Concerning these “dossiers,” as you call them, I can do nothing but express my disgusted astonishment. The notion that Marwick would compile secret information on those who consider him a friend—well, it fills me with such profound distaste that I cannot express the half of it.

I cannot imagine what information he might think to hold over me. But for the sake of opposing his espionage, I will gladly support your efforts to undo him.

Olivia did not believe for an instant that the dossier would substantiate Bertram’s virtues. He was a man too viciously devoted to his own authority. Why, when an eighteen-year-old girl had chosen to make her own way rather than live under his thumb, he had sent an assassin to crush her. Would such a man prove more virtuous in his other dealings? Whatever this dossier contained, it was likely the key to disarming him for good. She must find it.

But it was not in this pile. As she put her glasses back on, her stomach felt twisted into knots. Thomas Moore would be combing the city for her. Meanwhile, servants talked, and she knew how they would describe their new housekeeper.
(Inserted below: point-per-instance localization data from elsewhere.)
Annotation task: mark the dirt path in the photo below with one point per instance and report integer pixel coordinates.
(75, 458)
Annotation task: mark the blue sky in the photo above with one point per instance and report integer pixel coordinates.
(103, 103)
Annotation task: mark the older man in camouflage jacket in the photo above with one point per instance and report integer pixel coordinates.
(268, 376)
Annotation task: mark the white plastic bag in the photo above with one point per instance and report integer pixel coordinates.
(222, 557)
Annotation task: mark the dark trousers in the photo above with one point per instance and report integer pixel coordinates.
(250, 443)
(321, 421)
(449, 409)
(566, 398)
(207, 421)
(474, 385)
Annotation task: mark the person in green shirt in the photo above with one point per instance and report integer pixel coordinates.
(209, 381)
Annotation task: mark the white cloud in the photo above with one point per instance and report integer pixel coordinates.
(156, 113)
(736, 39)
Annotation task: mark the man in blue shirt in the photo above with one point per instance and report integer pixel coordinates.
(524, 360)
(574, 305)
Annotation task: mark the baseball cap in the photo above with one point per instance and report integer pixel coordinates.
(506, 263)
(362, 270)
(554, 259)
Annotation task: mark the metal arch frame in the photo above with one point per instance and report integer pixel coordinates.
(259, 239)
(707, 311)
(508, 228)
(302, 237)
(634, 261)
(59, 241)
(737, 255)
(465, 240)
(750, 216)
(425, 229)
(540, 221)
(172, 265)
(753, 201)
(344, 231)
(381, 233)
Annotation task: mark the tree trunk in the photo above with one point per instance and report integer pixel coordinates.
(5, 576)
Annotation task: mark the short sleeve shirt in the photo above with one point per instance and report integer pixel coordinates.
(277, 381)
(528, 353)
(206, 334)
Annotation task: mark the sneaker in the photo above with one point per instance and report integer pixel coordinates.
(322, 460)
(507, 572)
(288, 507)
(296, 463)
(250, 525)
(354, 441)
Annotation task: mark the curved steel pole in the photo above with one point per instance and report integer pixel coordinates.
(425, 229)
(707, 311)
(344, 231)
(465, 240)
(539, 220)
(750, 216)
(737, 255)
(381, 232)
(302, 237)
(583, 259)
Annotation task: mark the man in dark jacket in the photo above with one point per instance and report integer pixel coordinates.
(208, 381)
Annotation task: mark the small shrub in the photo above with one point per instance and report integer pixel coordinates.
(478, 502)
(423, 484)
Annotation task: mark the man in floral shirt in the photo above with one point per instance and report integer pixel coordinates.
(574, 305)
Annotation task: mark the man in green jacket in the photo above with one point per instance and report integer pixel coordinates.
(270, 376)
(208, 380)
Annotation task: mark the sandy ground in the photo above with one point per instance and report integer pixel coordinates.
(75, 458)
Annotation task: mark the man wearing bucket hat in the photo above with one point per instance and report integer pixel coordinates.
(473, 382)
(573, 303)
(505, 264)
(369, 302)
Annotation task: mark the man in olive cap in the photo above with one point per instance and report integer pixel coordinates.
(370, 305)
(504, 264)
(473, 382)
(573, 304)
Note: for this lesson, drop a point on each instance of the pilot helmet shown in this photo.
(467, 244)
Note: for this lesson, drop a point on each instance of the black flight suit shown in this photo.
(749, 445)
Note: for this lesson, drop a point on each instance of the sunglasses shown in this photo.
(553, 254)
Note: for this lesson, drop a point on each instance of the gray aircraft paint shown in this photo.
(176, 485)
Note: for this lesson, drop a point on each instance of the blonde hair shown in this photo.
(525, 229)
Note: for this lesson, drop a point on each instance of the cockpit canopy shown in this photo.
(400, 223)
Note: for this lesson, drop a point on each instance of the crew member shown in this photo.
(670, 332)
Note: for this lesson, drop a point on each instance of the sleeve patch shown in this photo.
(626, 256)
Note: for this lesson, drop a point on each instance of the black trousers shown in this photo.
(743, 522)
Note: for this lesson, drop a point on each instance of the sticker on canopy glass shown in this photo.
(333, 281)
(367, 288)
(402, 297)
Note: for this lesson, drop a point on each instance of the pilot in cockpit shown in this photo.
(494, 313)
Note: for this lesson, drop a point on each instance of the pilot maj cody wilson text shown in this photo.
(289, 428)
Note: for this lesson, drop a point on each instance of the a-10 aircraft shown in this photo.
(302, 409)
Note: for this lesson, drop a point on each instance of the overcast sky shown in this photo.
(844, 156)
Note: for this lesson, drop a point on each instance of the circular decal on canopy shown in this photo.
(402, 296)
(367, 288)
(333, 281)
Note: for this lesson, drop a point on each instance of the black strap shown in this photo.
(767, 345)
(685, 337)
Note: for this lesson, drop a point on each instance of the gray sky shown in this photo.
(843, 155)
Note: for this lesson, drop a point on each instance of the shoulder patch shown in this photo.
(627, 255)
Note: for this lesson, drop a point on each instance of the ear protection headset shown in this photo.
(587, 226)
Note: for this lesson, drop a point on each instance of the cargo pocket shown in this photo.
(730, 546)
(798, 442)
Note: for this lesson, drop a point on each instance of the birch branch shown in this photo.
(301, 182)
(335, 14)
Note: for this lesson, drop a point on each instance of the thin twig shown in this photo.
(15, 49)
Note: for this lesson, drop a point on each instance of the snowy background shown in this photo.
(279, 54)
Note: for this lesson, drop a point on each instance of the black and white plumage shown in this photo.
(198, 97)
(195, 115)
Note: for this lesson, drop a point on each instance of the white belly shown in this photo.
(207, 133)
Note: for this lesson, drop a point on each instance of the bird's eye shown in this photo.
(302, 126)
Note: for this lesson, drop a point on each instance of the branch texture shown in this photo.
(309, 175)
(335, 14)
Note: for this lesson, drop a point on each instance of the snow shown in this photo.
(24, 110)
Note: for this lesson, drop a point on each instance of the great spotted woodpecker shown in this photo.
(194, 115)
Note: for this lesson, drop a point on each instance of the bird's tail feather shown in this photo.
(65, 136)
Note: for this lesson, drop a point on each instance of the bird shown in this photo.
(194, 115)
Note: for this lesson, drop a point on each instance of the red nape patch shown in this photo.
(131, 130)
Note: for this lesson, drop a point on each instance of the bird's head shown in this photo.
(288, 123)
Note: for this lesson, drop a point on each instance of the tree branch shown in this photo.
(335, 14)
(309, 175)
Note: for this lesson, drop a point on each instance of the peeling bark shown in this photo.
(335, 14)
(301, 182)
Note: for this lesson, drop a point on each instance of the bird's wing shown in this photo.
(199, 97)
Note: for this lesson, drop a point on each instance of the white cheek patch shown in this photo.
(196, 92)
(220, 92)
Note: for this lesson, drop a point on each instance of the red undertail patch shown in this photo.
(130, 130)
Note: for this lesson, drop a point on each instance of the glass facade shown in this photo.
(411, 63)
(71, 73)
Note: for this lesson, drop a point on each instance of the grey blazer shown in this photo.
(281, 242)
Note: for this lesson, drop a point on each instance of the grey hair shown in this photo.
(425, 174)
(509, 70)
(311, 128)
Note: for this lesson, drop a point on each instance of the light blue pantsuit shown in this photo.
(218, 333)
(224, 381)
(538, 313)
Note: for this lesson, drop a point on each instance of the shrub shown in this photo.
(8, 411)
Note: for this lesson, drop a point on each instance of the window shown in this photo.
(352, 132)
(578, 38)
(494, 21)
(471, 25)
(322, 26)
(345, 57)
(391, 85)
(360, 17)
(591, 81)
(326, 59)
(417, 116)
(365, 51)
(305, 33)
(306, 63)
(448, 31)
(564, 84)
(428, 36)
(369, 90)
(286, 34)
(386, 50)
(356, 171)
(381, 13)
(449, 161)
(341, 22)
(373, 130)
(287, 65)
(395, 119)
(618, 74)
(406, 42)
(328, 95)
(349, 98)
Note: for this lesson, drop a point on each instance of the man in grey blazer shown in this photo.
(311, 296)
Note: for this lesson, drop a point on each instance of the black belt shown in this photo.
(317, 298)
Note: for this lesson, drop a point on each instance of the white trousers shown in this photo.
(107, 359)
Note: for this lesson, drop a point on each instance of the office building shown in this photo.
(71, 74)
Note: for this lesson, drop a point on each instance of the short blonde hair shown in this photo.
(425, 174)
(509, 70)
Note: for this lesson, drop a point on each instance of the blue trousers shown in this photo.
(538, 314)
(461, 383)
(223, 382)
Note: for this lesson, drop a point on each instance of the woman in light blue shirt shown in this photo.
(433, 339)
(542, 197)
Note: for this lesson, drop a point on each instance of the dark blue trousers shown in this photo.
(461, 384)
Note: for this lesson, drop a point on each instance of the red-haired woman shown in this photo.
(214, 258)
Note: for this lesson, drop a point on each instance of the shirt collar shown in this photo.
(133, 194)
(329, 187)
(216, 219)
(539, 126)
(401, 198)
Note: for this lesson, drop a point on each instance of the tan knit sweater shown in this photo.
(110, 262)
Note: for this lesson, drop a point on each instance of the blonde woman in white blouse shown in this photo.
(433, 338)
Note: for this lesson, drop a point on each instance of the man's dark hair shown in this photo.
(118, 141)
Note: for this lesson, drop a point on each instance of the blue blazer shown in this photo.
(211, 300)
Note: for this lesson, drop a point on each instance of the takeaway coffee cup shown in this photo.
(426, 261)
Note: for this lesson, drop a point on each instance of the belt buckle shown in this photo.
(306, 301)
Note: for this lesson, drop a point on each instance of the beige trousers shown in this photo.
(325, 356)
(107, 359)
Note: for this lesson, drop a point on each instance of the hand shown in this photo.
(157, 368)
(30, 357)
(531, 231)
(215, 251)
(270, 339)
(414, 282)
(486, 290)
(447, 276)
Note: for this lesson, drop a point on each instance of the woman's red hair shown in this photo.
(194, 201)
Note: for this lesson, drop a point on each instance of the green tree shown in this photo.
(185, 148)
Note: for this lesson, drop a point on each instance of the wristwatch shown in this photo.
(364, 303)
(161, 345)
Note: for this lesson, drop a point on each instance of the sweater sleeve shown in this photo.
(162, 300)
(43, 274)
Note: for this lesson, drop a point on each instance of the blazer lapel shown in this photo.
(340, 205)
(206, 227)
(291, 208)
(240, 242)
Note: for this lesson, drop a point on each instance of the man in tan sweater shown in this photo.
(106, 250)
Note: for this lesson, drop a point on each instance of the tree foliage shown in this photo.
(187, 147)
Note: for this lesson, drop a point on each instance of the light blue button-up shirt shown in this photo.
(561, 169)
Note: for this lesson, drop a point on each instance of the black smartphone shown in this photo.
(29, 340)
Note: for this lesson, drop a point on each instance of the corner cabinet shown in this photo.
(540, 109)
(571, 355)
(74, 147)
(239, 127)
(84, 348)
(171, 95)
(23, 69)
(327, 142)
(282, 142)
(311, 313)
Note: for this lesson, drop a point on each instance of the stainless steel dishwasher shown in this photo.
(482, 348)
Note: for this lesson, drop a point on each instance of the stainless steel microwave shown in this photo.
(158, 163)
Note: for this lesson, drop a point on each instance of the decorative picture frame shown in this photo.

A redhead who stood as tall as a man? The moment Moore caught wind of that gossip . . .

The bookcase to her right held nothing but folders. She stared at them, debating with herself. It would take hours to comb through so many files.

But her time, even now, was running out.

She rose and took two folders, all she could safely conceal in her skirts. And then, steeling herself, she started for the door. Yes, she was a thief. Yes, it was wretched. But if Moore caught her, she would be dead.